Magnetoresistance of Pr$_{1-x}$La$_x$Os$_4$Sb$_{12}$: Disentangling local crystalline-electric-field physics and lattice effects

TL;DR

This study investigates the magnetoresistance of Pr$_{1-x}$La$_x$Os$_4$Sb$_{12}$ single crystals at very low temperatures and high magnetic fields, revealing the roles of crystalline-electric-field physics and lattice effects in the material's behavior.

Contribution

It disentangles local CEF effects from lattice interactions in the magnetoresistance of Pr$_{1-x}$La$_x$Os$_4$Sb$_{12}$, highlighting the limitations of the CEF model.

Findings

Residual resistivity shows a smeared step around 9 T.

Weak field-direction dependence suggests interactions beyond the CEF model.

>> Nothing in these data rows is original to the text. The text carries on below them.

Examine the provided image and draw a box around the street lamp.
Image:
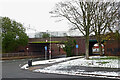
[45,46,47,60]
[76,44,79,56]
[49,31,52,59]
[46,30,52,59]
[26,47,29,56]
[26,47,32,67]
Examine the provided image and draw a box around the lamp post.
[45,46,47,60]
[27,47,32,67]
[44,39,48,60]
[49,31,52,59]
[47,30,52,59]
[76,44,78,56]
[26,47,29,56]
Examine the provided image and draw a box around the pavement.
[28,56,83,71]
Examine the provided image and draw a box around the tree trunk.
[85,35,89,59]
[98,41,102,56]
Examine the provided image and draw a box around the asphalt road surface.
[2,58,118,80]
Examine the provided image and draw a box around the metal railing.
[2,52,44,58]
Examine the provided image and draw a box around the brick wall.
[72,38,85,55]
[104,40,120,56]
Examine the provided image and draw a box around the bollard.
[28,60,32,67]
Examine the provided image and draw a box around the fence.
[2,52,44,58]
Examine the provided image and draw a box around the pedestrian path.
[28,56,83,70]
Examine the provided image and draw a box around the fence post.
[7,53,8,57]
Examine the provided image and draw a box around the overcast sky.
[0,0,119,35]
[0,0,70,34]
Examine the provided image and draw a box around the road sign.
[45,46,47,51]
[76,45,78,48]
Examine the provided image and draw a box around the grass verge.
[89,56,120,60]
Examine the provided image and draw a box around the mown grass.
[89,56,120,60]
[96,61,110,64]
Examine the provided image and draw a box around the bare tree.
[50,0,96,59]
[92,2,119,55]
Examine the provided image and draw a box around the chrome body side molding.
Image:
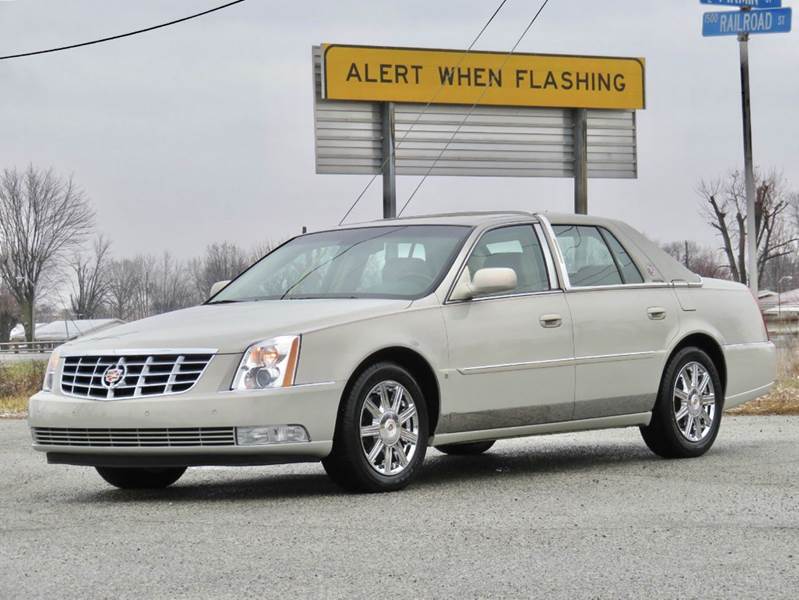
[430,412,652,446]
[458,350,660,375]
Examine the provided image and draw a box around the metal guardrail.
[0,341,60,354]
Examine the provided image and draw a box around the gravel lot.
[1,417,797,599]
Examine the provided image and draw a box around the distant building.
[758,288,799,338]
[8,323,46,341]
[9,319,125,342]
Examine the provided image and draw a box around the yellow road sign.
[322,44,645,110]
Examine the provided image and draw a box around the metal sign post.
[381,102,397,218]
[739,31,758,293]
[701,2,792,294]
[573,109,588,214]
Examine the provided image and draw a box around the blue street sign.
[700,0,781,7]
[703,7,792,36]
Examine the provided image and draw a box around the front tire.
[95,466,187,489]
[323,362,429,493]
[435,441,495,455]
[640,347,723,459]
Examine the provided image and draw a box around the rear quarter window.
[600,228,644,284]
[552,225,622,287]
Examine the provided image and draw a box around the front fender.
[294,304,447,387]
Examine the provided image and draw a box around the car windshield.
[209,225,471,302]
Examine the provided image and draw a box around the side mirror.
[450,267,517,301]
[209,280,231,298]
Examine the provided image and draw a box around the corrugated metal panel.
[314,46,382,174]
[586,110,637,179]
[392,104,573,177]
[312,47,637,179]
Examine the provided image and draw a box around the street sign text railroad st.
[702,7,792,36]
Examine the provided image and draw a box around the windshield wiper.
[207,299,243,304]
[286,295,361,300]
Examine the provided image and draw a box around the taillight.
[750,289,770,341]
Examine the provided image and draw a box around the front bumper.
[27,381,343,466]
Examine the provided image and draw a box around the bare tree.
[662,241,730,280]
[698,170,798,287]
[69,236,111,319]
[130,255,156,320]
[106,258,141,321]
[0,166,94,341]
[190,242,249,300]
[250,241,276,263]
[792,192,799,239]
[106,255,162,320]
[151,253,194,314]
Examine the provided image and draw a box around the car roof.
[339,211,536,228]
[340,211,642,229]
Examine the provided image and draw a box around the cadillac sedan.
[28,212,776,492]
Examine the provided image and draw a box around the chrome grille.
[60,353,213,400]
[32,427,236,447]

Dome-shaped magnetoresistance in certain compositions likely due to antiferroquadrupolar fluctuations.

Abstract

Resistivity measurements were performed on Pr$_{1-x}$La$_x$Os$_4$Sb$_{12}$ single crystals at temperatures down to 20 mK and in fields up to 18 T. The results for dilute-Pr samples ($x=0.3$ and 0.67) are consistent with model calculations performed assuming a singlet crystalline-electric-field (CEF) ground state. The residual resistivity of these crystals features a smeared step centered around 9 T, the predicted crossing field for the lowest CEF levels. The CEF contribution to the magnetoresistance has a weaker-than-calculated dependence on the field direction, suggesting that interactions omitted from the CEF model lead to avoided crossing in the effective levels of the Pr$^{3+}$ ion. The dome-shaped magnetoresistance observed for $x = 0$ and 0.05 cannot be reproduced by the CEF model, and likely results from fluctuations in the field-induced antiferroquadrupolar phase.